The external framework that regulates the corporate governance work includes the Finnish Companies Act, the Finnish Act on Credit Institutions, the Finnish Accounting Act, EU regulations for the financial industry, rules issued by relevant financial supervisory authorities, Nasdaq's rules for each stock exchange and the rules and principles of the Finnish Corporate Governance Code 2015 (the Code).

The Code can be found on the Securities Market Association’s webpage, https://cgfinland.fi/en/

Updated: February 2019

Internal framework

Internal framework

The Board has adopted written work procedures governing its work, which also sets forth the management and risk reporting to the Board (the Charter) and separate work procedures for its work carried out in each of the Board Committees (the Committee Charters). For example, the Charter sets forth the Board’s and the Chairman’s areas of responsibility, documentation and quorum as well as the frequency of meetings. It also contains rules regarding conflicts of interest and confidentiality. 

Furthermore, the Board has adopted instructions for the Group CEO specifying the Group CEO’s responsibilities as well as other charters, policies and instructions for the operations of the Nordea Group. These, together with the Articles of Association, the Charter, the Committee Charters and Nordea’s values constitute the internal framework, that regulate the corporate governance at Nordea.

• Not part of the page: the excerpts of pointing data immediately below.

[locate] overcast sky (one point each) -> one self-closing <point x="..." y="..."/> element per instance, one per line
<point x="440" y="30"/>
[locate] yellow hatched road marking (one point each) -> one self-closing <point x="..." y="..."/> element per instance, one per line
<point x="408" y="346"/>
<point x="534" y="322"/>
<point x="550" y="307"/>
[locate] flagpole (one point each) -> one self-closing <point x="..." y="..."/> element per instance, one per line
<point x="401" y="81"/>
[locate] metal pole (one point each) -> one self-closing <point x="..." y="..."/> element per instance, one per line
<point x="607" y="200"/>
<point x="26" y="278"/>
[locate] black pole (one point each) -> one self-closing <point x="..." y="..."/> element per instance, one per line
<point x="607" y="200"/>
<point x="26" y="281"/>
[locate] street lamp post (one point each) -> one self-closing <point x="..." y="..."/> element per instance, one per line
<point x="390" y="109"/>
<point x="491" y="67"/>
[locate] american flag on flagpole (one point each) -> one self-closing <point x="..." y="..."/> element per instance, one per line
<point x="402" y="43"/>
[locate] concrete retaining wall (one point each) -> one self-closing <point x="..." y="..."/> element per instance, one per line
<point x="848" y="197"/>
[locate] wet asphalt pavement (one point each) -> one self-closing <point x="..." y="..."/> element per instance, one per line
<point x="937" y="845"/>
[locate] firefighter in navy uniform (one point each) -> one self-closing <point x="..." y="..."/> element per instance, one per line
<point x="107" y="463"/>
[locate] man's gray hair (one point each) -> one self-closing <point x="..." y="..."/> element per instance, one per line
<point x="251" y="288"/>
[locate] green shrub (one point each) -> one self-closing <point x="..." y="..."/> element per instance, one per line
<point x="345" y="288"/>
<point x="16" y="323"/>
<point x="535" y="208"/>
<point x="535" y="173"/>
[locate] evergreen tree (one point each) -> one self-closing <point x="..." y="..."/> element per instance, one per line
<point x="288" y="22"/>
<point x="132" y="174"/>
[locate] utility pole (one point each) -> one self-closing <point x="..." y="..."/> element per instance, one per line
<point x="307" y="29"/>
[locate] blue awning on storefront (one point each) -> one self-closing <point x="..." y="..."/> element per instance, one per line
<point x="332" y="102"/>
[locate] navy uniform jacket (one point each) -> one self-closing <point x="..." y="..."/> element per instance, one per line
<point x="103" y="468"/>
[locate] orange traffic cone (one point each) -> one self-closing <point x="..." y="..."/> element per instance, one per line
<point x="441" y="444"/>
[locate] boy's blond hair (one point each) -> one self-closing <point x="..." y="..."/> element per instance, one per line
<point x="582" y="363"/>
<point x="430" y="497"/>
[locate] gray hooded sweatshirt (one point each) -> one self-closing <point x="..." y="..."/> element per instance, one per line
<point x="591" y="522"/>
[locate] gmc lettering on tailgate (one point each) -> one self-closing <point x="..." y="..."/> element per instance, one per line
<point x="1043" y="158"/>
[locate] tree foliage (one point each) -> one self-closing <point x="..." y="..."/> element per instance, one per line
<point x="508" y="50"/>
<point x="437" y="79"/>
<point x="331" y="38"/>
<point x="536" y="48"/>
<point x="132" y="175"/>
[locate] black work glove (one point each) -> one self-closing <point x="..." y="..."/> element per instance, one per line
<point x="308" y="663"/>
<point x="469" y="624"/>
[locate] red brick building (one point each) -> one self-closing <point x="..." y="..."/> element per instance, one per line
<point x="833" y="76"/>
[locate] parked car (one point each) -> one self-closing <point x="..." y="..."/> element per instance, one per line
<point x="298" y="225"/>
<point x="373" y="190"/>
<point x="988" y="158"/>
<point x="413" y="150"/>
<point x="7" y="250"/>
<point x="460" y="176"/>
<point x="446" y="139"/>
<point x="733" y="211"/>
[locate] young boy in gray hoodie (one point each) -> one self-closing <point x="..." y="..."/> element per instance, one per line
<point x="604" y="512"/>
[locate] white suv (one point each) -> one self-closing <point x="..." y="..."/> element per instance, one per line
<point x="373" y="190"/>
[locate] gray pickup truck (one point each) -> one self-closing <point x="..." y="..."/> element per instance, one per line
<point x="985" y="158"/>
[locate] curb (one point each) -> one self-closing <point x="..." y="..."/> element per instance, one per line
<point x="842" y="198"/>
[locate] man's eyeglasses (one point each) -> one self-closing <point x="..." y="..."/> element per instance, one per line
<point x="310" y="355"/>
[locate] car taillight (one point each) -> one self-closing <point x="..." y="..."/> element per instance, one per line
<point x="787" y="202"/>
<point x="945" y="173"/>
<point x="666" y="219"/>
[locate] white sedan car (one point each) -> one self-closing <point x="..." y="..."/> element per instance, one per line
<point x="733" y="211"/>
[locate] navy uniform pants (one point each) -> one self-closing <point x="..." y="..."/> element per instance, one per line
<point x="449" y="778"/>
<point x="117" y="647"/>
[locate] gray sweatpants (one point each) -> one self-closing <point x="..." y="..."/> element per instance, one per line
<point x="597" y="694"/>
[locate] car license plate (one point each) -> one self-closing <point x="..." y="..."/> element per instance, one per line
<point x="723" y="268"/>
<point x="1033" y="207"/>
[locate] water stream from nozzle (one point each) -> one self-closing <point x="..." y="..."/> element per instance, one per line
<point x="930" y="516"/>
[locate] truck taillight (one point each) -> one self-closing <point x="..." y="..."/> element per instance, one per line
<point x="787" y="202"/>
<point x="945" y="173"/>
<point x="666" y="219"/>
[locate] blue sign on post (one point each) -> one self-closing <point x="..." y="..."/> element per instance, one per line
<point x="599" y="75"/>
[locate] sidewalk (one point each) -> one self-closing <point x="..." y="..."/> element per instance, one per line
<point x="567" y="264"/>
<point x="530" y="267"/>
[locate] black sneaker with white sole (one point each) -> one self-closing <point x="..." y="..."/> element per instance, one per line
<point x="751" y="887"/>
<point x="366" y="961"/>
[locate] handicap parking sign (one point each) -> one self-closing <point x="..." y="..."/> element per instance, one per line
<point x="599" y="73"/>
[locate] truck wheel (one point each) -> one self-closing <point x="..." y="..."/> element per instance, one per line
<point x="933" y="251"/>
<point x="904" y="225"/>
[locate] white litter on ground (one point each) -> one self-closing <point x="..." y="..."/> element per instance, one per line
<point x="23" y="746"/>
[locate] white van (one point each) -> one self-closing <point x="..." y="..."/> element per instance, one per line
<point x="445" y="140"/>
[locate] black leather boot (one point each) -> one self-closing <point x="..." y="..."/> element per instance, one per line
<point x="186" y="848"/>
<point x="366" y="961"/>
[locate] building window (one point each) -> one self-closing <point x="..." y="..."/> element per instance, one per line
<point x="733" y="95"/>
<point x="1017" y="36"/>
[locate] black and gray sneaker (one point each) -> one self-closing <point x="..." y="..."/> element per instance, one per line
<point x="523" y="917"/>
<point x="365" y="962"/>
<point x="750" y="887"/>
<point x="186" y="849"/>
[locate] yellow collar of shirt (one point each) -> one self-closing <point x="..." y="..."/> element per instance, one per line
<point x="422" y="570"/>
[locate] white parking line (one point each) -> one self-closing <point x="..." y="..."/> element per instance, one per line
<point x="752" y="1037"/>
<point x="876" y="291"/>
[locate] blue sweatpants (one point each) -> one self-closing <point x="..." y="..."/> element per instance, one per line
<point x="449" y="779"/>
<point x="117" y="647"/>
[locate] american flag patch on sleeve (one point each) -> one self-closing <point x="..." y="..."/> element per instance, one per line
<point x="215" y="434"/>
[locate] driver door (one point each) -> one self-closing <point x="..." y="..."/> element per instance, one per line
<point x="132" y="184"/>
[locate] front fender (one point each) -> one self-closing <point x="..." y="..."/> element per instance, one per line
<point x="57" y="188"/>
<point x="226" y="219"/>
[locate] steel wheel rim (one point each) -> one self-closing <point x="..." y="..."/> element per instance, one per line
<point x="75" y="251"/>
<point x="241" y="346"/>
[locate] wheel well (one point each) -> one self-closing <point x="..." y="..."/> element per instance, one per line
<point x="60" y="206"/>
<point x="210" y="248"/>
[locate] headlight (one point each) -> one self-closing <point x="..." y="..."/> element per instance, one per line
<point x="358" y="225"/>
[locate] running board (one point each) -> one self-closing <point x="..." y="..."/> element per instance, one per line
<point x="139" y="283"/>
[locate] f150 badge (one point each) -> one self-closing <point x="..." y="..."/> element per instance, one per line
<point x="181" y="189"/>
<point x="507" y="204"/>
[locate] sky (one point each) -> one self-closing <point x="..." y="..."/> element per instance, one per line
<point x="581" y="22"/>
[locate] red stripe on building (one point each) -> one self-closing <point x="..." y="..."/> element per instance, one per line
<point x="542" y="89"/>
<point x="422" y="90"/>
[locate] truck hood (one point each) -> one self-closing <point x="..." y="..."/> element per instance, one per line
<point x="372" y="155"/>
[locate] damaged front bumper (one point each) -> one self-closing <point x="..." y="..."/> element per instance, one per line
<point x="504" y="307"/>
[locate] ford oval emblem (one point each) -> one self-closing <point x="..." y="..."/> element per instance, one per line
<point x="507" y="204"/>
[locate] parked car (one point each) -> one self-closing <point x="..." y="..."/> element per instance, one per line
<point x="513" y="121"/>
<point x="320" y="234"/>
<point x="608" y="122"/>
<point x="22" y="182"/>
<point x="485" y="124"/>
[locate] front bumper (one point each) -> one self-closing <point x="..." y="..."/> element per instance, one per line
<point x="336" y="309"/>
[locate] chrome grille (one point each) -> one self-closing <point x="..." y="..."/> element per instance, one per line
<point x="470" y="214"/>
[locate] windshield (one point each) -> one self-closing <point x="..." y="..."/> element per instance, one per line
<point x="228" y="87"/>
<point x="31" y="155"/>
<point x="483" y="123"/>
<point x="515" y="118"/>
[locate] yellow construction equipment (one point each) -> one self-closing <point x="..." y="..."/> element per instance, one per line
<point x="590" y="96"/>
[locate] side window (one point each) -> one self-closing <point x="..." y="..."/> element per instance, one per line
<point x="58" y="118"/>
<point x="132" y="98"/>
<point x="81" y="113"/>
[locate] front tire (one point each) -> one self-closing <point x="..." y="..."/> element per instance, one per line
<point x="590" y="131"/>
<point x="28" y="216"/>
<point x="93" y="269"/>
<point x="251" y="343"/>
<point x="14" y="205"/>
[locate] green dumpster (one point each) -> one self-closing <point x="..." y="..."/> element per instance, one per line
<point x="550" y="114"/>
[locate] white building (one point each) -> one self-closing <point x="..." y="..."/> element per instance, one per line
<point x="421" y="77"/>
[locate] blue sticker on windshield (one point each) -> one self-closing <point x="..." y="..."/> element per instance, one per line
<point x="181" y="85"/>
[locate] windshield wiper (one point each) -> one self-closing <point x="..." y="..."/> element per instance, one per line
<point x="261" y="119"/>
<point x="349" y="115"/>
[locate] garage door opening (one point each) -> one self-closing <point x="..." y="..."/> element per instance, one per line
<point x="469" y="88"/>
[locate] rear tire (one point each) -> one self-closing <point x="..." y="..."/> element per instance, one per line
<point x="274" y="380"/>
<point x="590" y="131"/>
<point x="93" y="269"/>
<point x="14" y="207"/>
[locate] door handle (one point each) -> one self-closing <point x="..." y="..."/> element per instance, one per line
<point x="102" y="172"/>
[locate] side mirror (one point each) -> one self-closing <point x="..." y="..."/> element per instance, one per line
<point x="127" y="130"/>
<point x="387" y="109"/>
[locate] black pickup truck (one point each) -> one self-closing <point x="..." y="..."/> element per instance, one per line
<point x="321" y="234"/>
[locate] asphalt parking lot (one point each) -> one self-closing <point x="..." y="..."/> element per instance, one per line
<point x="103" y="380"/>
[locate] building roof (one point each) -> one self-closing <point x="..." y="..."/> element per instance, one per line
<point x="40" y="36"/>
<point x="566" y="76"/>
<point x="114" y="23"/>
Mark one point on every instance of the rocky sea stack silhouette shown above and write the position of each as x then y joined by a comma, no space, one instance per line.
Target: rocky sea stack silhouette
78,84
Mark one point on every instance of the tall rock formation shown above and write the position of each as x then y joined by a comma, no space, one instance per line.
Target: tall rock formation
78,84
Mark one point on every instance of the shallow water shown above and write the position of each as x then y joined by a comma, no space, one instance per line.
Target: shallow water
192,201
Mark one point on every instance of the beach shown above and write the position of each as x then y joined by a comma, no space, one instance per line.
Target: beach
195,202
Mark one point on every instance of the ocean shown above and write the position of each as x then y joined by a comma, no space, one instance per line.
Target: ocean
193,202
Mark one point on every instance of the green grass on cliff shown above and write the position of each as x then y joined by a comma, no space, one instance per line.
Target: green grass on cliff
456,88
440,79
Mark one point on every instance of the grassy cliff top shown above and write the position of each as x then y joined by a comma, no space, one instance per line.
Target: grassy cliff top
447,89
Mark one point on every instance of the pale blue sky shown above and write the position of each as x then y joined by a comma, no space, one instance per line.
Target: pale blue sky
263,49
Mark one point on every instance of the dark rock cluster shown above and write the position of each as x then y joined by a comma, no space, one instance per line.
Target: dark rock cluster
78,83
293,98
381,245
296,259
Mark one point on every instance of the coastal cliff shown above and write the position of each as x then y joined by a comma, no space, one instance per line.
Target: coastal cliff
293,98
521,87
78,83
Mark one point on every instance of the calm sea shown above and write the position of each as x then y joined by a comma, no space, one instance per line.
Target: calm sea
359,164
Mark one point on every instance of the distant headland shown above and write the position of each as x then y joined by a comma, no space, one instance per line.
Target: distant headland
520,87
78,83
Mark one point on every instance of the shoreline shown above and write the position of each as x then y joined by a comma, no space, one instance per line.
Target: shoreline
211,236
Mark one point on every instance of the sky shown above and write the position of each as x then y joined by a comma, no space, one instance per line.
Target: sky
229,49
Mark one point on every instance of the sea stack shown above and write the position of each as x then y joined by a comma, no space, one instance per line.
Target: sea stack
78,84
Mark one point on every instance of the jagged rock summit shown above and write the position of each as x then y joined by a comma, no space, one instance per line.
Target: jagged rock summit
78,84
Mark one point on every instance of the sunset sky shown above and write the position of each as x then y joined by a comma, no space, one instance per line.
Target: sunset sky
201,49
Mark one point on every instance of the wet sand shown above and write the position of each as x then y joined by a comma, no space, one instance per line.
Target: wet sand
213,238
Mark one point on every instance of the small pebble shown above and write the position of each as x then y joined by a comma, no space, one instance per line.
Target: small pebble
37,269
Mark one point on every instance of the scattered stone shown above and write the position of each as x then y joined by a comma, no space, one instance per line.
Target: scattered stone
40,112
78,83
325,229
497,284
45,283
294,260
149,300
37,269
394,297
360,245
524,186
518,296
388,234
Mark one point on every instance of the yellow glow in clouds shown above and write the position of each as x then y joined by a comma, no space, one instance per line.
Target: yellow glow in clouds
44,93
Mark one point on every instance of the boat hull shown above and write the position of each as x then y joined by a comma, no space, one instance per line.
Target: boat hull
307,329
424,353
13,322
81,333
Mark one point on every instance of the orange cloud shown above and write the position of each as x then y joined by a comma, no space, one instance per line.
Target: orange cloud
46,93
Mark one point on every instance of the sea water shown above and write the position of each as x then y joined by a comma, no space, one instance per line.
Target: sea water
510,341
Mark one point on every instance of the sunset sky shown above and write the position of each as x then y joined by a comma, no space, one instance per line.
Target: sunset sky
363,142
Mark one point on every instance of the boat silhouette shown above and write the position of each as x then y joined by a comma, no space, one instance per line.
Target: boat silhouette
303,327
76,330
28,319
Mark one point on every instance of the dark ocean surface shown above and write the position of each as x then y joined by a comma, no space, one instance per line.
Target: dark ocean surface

See more about the Charter and the Committee Charters here.

Updated: February 2019
Application of code

Application of the Code    

Nordea Bank Abp complies with the Finnish Corporate Governance Code 2015 issued by the Securities Market Association (the Code) with the following exception:

  • Appointment procedure for electing personnel representatives in the Board (Recommendation 5): In addition to the members proposed by Nordea’s Shareholders’ Nomination Board and elected by the AGM, Nordea’s personnel elects three members and one deputy member to the Board of Directors. Personnel representation is based on the applicable labour laws and similar practice has been applied in the Nordea Group since formation of the Group. The objective of the personnel representation is, among other things, to promote good dialogue between Nordea and its employees.  The personnel representatives, however, may not participate in the handling of matters concerning collective agreements, industrial action or any other questions where the primary interest of the employees may be in conflict with the interest of Nordea.